Movie Review: Chef
This Chef’s menu card is different. And interesting. It is also a reflection that there are film makers out there who are willing to dare and be different. It is for the audience to now respond with responsibility if not full-throated appreciation. Not that the film is perfect, but it is daring, endearing and worth watching.
Roshan Kalra (Saif) can’t take criticism from a customer and is shown the door from a London restaurant. The Dangling Man has a divorced wife Radha (Padmapriya) and a son Arman (Svar Kamble) in God’s own country. Roshan returns to Kerala for a short sojourn with the family. It’s opportunity to fix the glue, repair the cracks and mend the tears. At his wits end, he is given a business idea by his wife’s friend (Milind Soman) to convert a abandoned double decker bus into a mobile restaurant. He rejects the proposal only to work on it with passion and success later. Arman believes that the relationship and the companionship will be permanent. Better equipped with the days of the world, Roshan is conscious of its transients. Director Menon finds typically cinematic solution to a well nuanced realistic dilemma. Thus fails the film. Never mind just though.
The film is rich elsewhere.
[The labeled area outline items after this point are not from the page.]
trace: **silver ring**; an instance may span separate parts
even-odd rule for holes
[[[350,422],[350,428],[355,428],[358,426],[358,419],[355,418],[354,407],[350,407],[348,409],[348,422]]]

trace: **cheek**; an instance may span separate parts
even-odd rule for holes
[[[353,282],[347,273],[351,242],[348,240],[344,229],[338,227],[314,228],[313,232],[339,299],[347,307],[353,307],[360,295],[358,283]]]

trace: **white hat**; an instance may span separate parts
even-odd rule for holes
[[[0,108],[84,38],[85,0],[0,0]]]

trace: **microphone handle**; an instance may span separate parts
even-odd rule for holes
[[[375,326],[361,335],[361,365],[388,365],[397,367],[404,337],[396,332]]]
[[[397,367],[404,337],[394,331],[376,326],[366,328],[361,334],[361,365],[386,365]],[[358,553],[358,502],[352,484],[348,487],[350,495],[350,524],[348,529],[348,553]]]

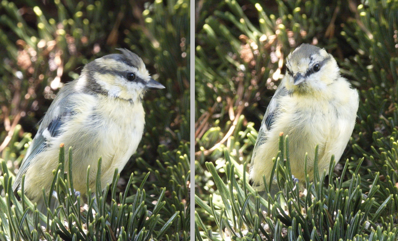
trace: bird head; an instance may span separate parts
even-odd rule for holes
[[[80,85],[133,102],[140,101],[148,89],[165,87],[151,78],[138,55],[125,49],[117,49],[122,53],[105,55],[86,64]]]
[[[289,54],[286,68],[286,87],[293,92],[320,90],[340,76],[333,56],[308,44],[301,45]]]

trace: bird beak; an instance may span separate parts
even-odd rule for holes
[[[149,81],[146,82],[145,87],[147,89],[164,89],[166,88],[163,85],[155,80],[152,78],[149,79]]]
[[[303,82],[304,82],[304,81],[305,80],[305,78],[301,75],[301,73],[299,72],[293,76],[293,79],[294,80],[293,84],[295,86],[298,86]]]

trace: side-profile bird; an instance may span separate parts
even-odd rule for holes
[[[332,155],[338,161],[352,133],[359,99],[356,90],[340,75],[333,56],[323,49],[303,44],[291,53],[286,74],[264,116],[254,146],[250,179],[263,190],[263,176],[271,180],[272,159],[279,134],[289,136],[292,174],[304,180],[304,159],[313,178],[315,148],[319,145],[319,173],[329,170]]]
[[[120,173],[141,140],[145,124],[142,98],[148,89],[164,86],[152,79],[142,60],[126,49],[87,64],[80,76],[61,88],[43,117],[27,149],[13,186],[20,189],[45,212],[43,188],[49,194],[58,165],[60,145],[72,148],[74,187],[93,193],[98,159],[102,157],[101,182],[111,183],[115,169]],[[65,169],[68,167],[65,152]]]

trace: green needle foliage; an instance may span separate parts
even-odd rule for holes
[[[397,238],[398,2],[360,2],[226,0],[198,5],[198,240]],[[299,181],[304,193],[289,175],[289,145],[283,142],[275,159],[278,181],[265,180],[281,191],[265,200],[248,184],[257,131],[285,72],[286,57],[304,43],[333,54],[358,90],[357,122],[334,169],[314,173],[312,183]]]
[[[72,157],[72,148],[69,149],[68,155],[70,158]],[[100,177],[101,158],[98,162],[95,193],[93,193],[88,185],[89,195],[87,197],[87,206],[81,214],[82,197],[71,191],[74,190],[71,167],[73,161],[68,162],[68,171],[66,175],[64,174],[66,173],[65,172],[66,167],[64,166],[64,148],[62,147],[60,150],[59,165],[58,169],[53,172],[53,185],[50,190],[50,193],[53,193],[53,190],[56,192],[59,204],[53,212],[49,207],[51,200],[54,198],[51,196],[52,195],[46,197],[45,191],[43,190],[45,200],[48,199],[48,203],[46,204],[48,210],[47,216],[37,211],[35,204],[31,202],[24,195],[23,187],[21,190],[18,191],[19,195],[22,197],[21,203],[18,202],[11,188],[12,178],[6,171],[0,180],[3,186],[6,187],[4,189],[5,201],[0,198],[0,206],[4,211],[0,217],[2,221],[0,239],[2,240],[36,240],[40,237],[47,240],[60,238],[67,240],[158,240],[177,219],[179,211],[176,211],[166,222],[158,227],[160,216],[159,213],[166,204],[166,201],[162,201],[164,197],[165,189],[162,190],[153,211],[150,212],[145,205],[145,191],[142,189],[149,173],[131,202],[127,202],[126,200],[132,181],[132,174],[124,194],[119,193],[118,197],[120,202],[116,201],[115,183],[119,178],[117,169],[115,170],[112,187],[110,187],[107,184],[104,192],[101,192]],[[4,160],[2,161],[2,166],[3,170],[7,170]],[[89,166],[88,180],[90,173]],[[110,206],[111,208],[108,211],[106,201],[110,191],[112,198]],[[92,193],[94,195],[91,195]],[[47,224],[46,229],[41,228],[40,221]],[[36,228],[32,229],[30,227]]]
[[[1,238],[190,239],[189,4],[0,2]],[[103,193],[97,188],[87,200],[76,197],[68,178],[55,171],[59,206],[47,219],[22,193],[21,204],[12,194],[14,170],[59,88],[84,64],[120,47],[139,55],[166,88],[146,95],[140,146]],[[45,231],[38,226],[49,222]]]

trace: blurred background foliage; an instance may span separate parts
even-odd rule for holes
[[[397,10],[389,0],[196,2],[198,240],[397,238]],[[291,202],[271,200],[265,214],[246,172],[286,58],[303,43],[332,54],[358,89],[357,121],[327,184],[290,200],[287,189]]]
[[[132,200],[146,180],[139,195],[143,198],[143,188],[146,197],[142,200],[148,210],[162,193],[166,201],[157,210],[160,219],[151,225],[159,228],[178,216],[160,237],[152,238],[189,239],[189,1],[3,0],[0,4],[0,157],[8,169],[2,173],[14,176],[59,88],[77,78],[84,64],[126,48],[143,59],[152,77],[166,88],[147,93],[144,135],[114,188],[124,192],[133,173],[134,188],[127,194]],[[0,187],[3,196],[4,189]],[[107,198],[110,204],[112,197]],[[119,195],[115,198],[118,201]],[[0,229],[7,234],[10,231],[4,227]]]

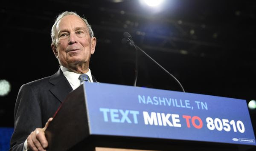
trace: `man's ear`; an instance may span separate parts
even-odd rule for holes
[[[95,51],[95,47],[96,46],[96,38],[93,37],[91,38],[91,54],[93,54]]]
[[[57,59],[58,59],[58,51],[57,50],[57,47],[53,43],[52,43],[52,51],[53,51],[53,53],[55,55],[55,57],[57,58]]]

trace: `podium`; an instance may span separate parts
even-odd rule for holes
[[[250,151],[256,145],[244,100],[105,83],[71,92],[45,135],[47,151]]]

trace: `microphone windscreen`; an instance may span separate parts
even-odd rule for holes
[[[124,33],[124,37],[125,38],[131,39],[131,36],[128,32],[125,31]]]
[[[126,38],[123,38],[122,39],[122,43],[124,45],[127,44],[128,42],[129,41]]]

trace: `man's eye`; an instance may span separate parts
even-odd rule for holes
[[[67,36],[67,34],[63,34],[61,35],[61,37]]]

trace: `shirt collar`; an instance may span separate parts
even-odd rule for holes
[[[62,66],[61,65],[61,69],[63,72],[63,74],[67,78],[67,80],[73,85],[75,85],[76,83],[79,82],[80,83],[80,80],[79,79],[79,76],[81,74],[77,74],[67,68],[64,67]],[[92,74],[91,74],[90,70],[89,69],[89,71],[87,73],[85,73],[85,74],[88,75],[90,78],[89,82],[93,83],[93,79],[92,77]]]

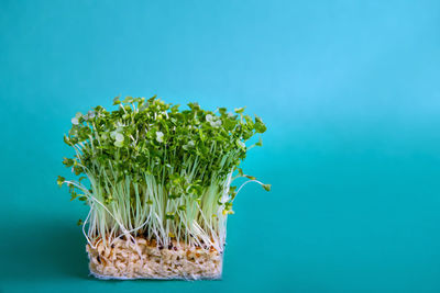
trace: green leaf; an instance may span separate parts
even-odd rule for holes
[[[264,188],[265,191],[271,191],[271,184],[263,184],[262,185]]]
[[[255,143],[255,146],[263,146],[263,139],[261,139],[261,137],[258,137],[258,142]]]
[[[58,187],[62,187],[64,181],[66,181],[66,178],[58,176],[58,178],[56,179],[56,183],[58,184]]]

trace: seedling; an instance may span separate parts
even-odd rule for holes
[[[91,272],[100,278],[219,278],[227,218],[237,194],[256,182],[239,168],[263,121],[244,108],[187,110],[153,97],[113,100],[72,119],[64,142],[75,156],[63,164],[78,180],[58,177],[72,200],[84,201],[78,225]],[[239,189],[231,184],[246,178]],[[88,180],[86,180],[88,179]],[[193,256],[194,255],[194,256]],[[204,261],[198,261],[198,258]],[[155,264],[154,264],[155,263]],[[189,263],[189,264],[188,264]]]

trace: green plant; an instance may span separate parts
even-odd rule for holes
[[[266,131],[262,120],[243,114],[243,108],[211,112],[189,103],[180,111],[156,97],[113,102],[118,110],[112,112],[96,106],[77,113],[64,137],[75,156],[63,164],[82,177],[58,177],[57,182],[69,187],[73,200],[90,206],[80,223],[88,243],[94,247],[98,239],[142,235],[162,246],[176,239],[221,251],[227,217],[241,189],[231,182],[244,177],[245,183],[271,189],[239,168],[246,150],[262,145],[260,138],[245,146]]]

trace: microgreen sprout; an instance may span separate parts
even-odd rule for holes
[[[89,205],[78,222],[89,244],[141,235],[162,246],[175,239],[221,251],[228,214],[244,184],[271,190],[239,168],[246,151],[262,145],[261,137],[245,143],[266,131],[263,121],[244,108],[212,112],[189,103],[179,110],[156,97],[117,97],[113,105],[111,112],[96,106],[77,113],[64,137],[75,156],[63,164],[84,177],[58,177],[57,183]],[[239,189],[231,185],[238,178],[248,179]]]

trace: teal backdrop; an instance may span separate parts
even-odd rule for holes
[[[439,1],[0,1],[1,292],[440,292]],[[248,106],[221,281],[88,277],[78,111]]]

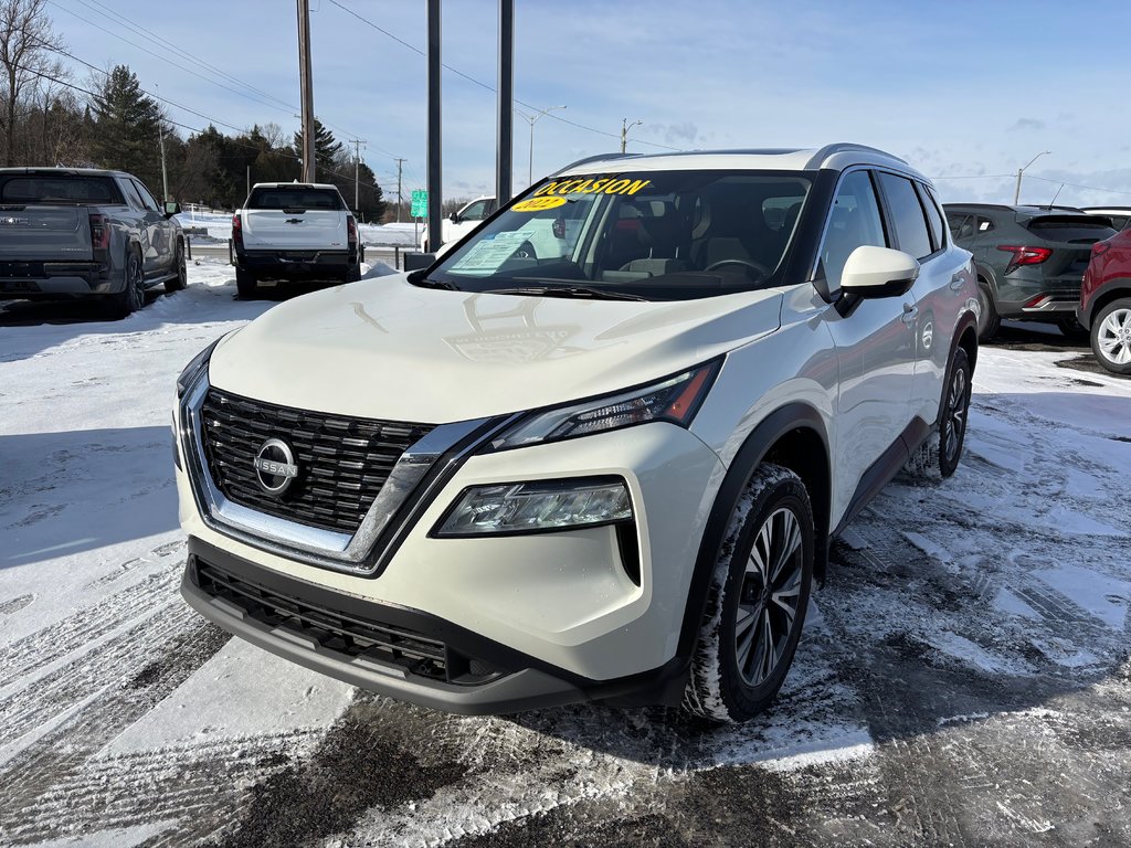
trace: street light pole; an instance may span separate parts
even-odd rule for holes
[[[523,118],[526,119],[527,123],[530,124],[530,161],[526,168],[527,185],[534,184],[534,124],[537,122],[539,118],[542,118],[542,115],[546,114],[546,112],[553,112],[555,109],[567,109],[567,106],[549,106],[538,112],[538,114],[536,115],[528,115],[526,114],[526,112],[520,112],[517,109],[515,110],[516,112],[518,112],[518,114],[520,114]]]
[[[640,127],[644,121],[633,121],[629,123],[628,118],[621,119],[621,153],[624,153],[625,148],[629,146],[629,130],[633,127]]]
[[[1029,159],[1029,165],[1031,165],[1034,162],[1036,162],[1037,159],[1039,159],[1042,156],[1047,156],[1051,153],[1052,153],[1052,150],[1042,150],[1036,156],[1034,156],[1031,159]],[[1025,167],[1017,168],[1017,188],[1013,189],[1013,206],[1017,206],[1018,204],[1021,202],[1021,174],[1025,173],[1025,170],[1029,165],[1026,165]]]

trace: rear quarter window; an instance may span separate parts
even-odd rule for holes
[[[249,209],[331,209],[339,211],[342,196],[329,189],[252,189],[248,198]]]

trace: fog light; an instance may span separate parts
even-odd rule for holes
[[[501,483],[464,490],[433,536],[498,536],[595,527],[632,520],[619,477]]]

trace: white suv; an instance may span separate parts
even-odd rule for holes
[[[830,539],[905,465],[955,470],[976,311],[930,182],[879,150],[576,163],[189,364],[184,597],[452,712],[746,719]]]

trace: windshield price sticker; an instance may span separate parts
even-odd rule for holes
[[[534,197],[543,194],[636,194],[640,189],[650,184],[651,180],[625,180],[615,174],[612,176],[567,176],[563,180],[546,183],[534,192]]]
[[[529,241],[532,237],[534,237],[534,233],[526,230],[484,236],[467,251],[467,256],[451,267],[451,270],[460,274],[494,274],[503,262],[515,254],[523,242]]]
[[[519,200],[511,208],[511,211],[544,211],[558,206],[566,206],[563,197],[532,197],[527,200]]]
The cast and the crew put in their everything to make the film worth watching. Even from the standpoint of novelty, the son-father relationship that was once so dramatically told from the times of Mughal – e - Azam and Rustom Sohrab has evolved wonderfully to the contemporaneous milieu. Probably this really reflects the famous song from Rustom Sohrab “yeh kaisi ajab daastan ho gayi hai, chupate chupate bayan ho rahi hai”.
The film also showcases the raw ability of Saif Ali Khan (till now exhibited in Omkara) but generally lost in the dust and din of mainstream – his mainstay.
This Chef deserves a good rating. The cuisine is well thought of. Some predicable ingredients notwithstanding, the presentation is good enough for order.